When I bought my truck last week, it already had an aftermarket tape deck that hadn't been installed properly so I had a bad starting point. Basically on "tape" mode only the front speakers worked, but on radio all of the speakers worked.
I installed a new Sony Xplod CD/MP3 player (150 bucks from supercheap and it came with a remote an' everything. Nice) thinking that I'd solve the problem but I had exactly the same thing.
After doing a bit of reading on here, I realised that the SSR-G comes with a factory amplifier that runs the rear speakers, as well as an electronic aerial that comes up when the radio's on. What it took me a while to figure out was that you have to connect the "Aerial remote" and the "Amplifier remote" from your new stereo together and then connect them both to the single remote lead from your car (usually blue) that operates both the aerial and the rear amplifier.
It took me a while to figure it out because the new stereo thinks of the aerial and the amplifier as two separate units whereas the hilux treats them as one. When I first wired it up, I hadn't connected the amp remote lead from the stereo to anything (thinking I didn't have an amp) so when I switched to radio, the head-unit would say "aerial on" which would then make the aerial go up AND turn the amp on. When I switched to CD, the head-unit would say "aerial off" which, with the amp lead disconnected, makes the aerial go down but also turns off the hilux's amp so I only had the front speakers when listening to a CD.
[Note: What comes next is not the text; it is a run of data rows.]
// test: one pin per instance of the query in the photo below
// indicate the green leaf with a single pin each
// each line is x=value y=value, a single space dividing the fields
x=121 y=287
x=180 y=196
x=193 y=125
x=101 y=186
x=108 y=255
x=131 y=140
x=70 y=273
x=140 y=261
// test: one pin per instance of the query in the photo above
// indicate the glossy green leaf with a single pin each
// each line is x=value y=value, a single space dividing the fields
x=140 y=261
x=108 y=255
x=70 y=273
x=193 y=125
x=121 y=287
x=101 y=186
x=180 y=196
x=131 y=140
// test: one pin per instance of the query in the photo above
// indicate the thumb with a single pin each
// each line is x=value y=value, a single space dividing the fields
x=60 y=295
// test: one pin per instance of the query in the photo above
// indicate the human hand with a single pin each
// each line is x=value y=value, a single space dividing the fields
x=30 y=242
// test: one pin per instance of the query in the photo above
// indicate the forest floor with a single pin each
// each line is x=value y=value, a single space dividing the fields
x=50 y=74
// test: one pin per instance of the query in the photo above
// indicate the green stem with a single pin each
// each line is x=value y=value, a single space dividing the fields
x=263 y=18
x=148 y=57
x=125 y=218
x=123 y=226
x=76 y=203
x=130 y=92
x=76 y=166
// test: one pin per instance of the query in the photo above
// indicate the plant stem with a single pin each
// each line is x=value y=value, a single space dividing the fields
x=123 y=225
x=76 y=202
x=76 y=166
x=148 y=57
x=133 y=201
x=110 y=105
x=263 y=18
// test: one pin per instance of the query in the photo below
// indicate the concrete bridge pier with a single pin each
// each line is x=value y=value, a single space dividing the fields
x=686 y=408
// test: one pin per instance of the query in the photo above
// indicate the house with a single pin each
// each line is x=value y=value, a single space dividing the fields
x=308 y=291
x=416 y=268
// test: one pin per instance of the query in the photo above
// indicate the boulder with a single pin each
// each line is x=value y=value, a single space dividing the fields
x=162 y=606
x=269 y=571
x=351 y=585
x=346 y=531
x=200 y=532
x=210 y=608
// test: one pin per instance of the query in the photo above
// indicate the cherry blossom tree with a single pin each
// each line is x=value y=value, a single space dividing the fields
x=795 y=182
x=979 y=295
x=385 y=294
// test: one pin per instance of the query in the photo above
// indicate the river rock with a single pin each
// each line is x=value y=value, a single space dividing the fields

If I'm going through the bush/car-wash and want to listen to the cd player but have the aerial down to stop it getting damaged, I guess I'd have to use the stereo's settings to turn off the amp. This would turn off the amp and also drop the aerial when listening to a CD.
Hope this saves anyone else from hours of frustration!
P.s. I had to file down the plastic at the sides of the dashboard stereo mounting in order to get the stereo to fit in there in the first place. Fun.